Why would he keep it to himself? Ostensibly, he informed her so she that she would feel safe from her husband (or others) trying to break into the house. It had the side benefit of letting her know that he would see her if she tried to escape.

Why would the neighbor see Desi? She lived four houses down and it was not like she was running surveillance on Nick and Amy. If you are going to bludgeon and kidnap someone, I would speculate that you might be a little discreet about it.

Apparently in the book they made it clear that she did recognize Amy. In the movie, she may have suspected that was the case, but she did not care.

Nick doing nothing about the shed bothered me as well. It would have made more sense if he had either cleared it out, or informed the police. Doing nothing was an idiotic move. I am guessing that the situation was handled better in the book.

Amy had notes on her calendar to call the tip-line if certain clues had not been found by certain days. One of the reasons she did not want to kill herself right away was so that she could guide the police to the evidence necessary to indict and convict Nick.

Yep.

This point I thought was handled wonderfully. By making Amy the subject of a series of popular books that her parents wrote, it explained why there would be so much national media attention. By making the setting some small town in Missouri, it explained why there would be so much local enthusiastic support. The setting also helped explain why the police, although competent, were unable to put the pieces together and were ultimately sidelined by the FBI.

you just explained the entire movie…it’s ok movie for people who don’t really care about characters and subtlety.

and a good movie for people who do.

Just watched it last night. It’s much more of a* Body Heat* or Double Indemnity than Fatal Attraction. But yeah, the ending wasn’t very good. The whole thing twisted and turned and then… just ended. Everything wrapped up like one of Amy’s presents. Pretty unbelievable that she could have actually gotten away with the murder of NPH’s character.

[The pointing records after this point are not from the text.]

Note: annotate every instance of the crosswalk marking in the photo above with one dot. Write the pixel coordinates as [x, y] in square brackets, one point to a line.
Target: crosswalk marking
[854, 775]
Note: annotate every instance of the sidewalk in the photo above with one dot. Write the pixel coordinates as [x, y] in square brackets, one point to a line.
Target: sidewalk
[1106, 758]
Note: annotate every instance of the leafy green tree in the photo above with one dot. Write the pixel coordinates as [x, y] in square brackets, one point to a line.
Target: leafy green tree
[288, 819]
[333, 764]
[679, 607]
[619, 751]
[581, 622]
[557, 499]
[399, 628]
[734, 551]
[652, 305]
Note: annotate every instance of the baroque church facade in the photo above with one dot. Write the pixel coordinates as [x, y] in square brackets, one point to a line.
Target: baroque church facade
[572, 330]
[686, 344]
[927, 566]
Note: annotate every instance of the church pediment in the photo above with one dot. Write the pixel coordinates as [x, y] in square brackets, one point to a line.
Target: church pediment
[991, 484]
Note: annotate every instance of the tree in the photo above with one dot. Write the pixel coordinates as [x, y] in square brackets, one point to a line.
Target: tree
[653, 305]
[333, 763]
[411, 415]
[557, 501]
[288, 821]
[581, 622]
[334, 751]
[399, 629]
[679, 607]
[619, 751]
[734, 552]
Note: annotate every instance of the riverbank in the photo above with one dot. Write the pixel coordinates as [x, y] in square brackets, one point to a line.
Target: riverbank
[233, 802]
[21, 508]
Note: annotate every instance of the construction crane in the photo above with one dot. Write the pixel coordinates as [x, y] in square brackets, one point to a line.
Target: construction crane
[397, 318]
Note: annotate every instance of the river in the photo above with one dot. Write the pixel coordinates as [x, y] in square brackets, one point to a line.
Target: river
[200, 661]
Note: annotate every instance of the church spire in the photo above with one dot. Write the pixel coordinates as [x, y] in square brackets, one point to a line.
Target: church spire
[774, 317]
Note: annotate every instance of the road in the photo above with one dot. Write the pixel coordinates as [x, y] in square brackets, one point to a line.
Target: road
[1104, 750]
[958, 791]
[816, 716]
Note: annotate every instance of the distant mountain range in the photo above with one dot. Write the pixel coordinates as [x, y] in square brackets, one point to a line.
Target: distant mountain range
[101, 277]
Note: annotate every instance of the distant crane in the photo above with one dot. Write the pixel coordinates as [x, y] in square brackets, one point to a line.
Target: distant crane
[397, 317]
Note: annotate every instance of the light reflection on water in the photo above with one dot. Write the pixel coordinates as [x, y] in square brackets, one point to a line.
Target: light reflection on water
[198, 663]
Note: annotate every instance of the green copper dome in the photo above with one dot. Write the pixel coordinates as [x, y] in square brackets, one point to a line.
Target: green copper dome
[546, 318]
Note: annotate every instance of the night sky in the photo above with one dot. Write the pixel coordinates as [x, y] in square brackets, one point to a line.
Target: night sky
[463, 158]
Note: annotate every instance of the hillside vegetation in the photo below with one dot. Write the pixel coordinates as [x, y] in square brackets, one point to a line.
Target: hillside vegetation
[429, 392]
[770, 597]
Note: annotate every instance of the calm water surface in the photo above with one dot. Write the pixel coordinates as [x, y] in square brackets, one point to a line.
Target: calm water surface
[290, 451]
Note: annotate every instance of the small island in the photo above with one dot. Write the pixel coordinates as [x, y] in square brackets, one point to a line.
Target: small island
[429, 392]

Saw it last night and it gripped me until about the point when Amy showed up at the Affleck home doing her best Carrie imitation. And still, I would have found it a satisfying movie – remarkable directing on Fincher’s part and great performance by Rosamond Pike – but I totally hated the ending. Yes, the movie portrayed Affleck’s character as a passive and pathetic dude ripe for controlling, but it seemed like his arc moved him beyond the guy who just wanted to please everybody. So for him to so easily slip back into that persona at movie’s end, even considering the pregnancy, that failed for me. Granted, in real life, this would strike me as a realistic outcome – I could easily see myself falling into that – but this wasn’t real life; it was quite clearly a movie in the most buttery popcorn of terms. And worse, what the hell was the point of the Katie Couric-looking detective lady? Pack up and leave after all her tough (and smart) talk? Maybe it’s a case of prior movie conditioning, but to me her whole purpose was to be the one that unraveled Amy’s plot, especially when there was plenty of fish smell everywhere. She bails because the Feds show up? I’m sorry, that’s weak sauce.